The Engineering UK study says: “Projections for the engineering sector developed by University of Warwick’s Institute for Employment Research from a bespoke extension of [government] Working Futures 2014-2024 forecasts there will be demand in engineering enterprises for 265,000 skilled entrants annually through to 2024, of which around 186,000 will be needed in engineering occupations, to meet replacement and expansion demand.
“The total size of employment for those with level 31 skills will shrink, although significant replacement demand of around 57,000 entrants per year at this level will remain. At level 42 and higher, the annual requirement for engineering occupations is expected to be just over 101,000 annually. The demand will be particularly acute in construction, but also strong across the science and engineering, ICT and manufacturing sectors, and especially in London and the south east of England, although there will be net demand in all UK nations and regions.

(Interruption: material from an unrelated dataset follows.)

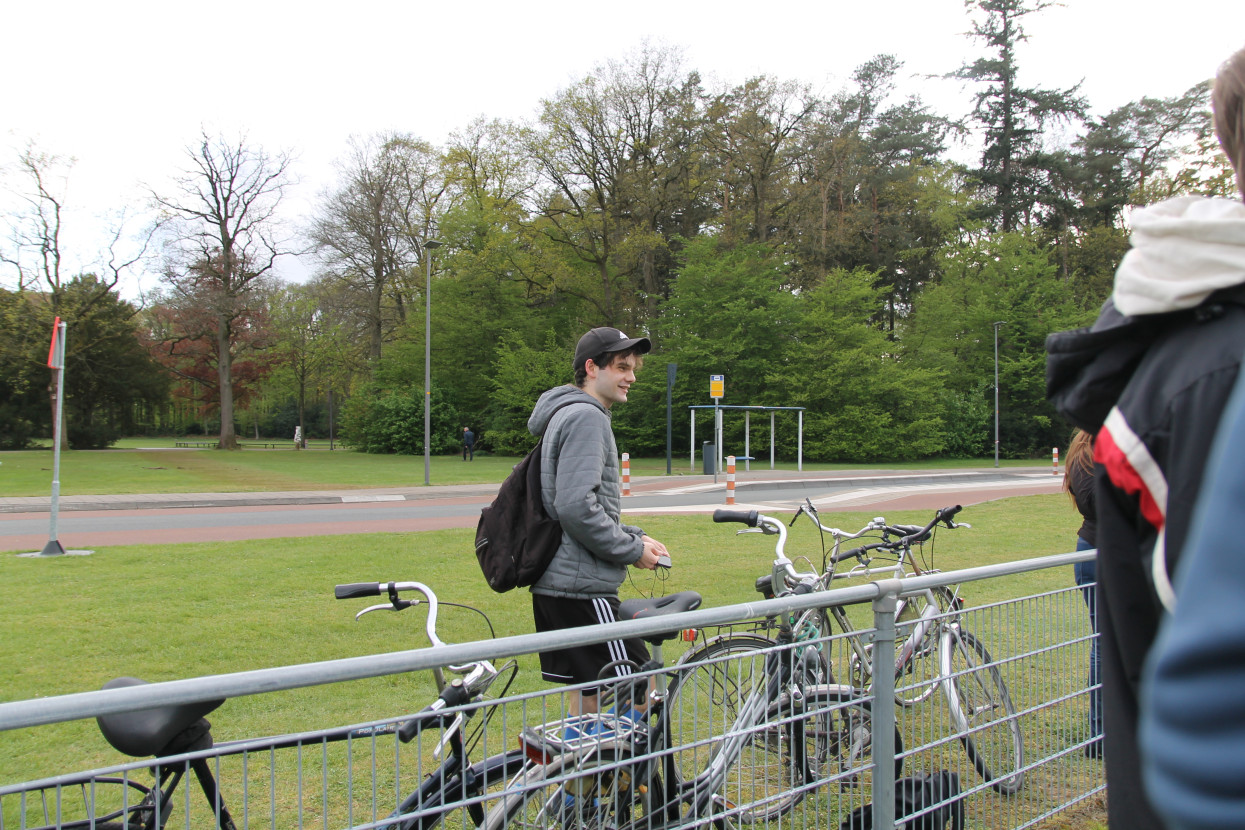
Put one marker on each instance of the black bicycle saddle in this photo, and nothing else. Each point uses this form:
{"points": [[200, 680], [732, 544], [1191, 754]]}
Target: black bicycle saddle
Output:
{"points": [[659, 607], [157, 731]]}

“Engineering UK’s model for the supply of entrants into engineering roles with level 4-plus skills, through higher education and higher level apprenticeships, projects that there will be around 41,000 entrants of UK nationality annually. Our estimates of the supply from EU and other international graduates, based on our historic model, project the potential addition of up to a further 40,000 graduates, comprising a total of just over 81,000. This projection of supply assumes that similar numbers of international students will continue to study in the UK and continue to (be eligible to) work in engineering in the UK. Based on these estimates and assumptions, projected supply will fall short of demand by at least 20,000 per year.”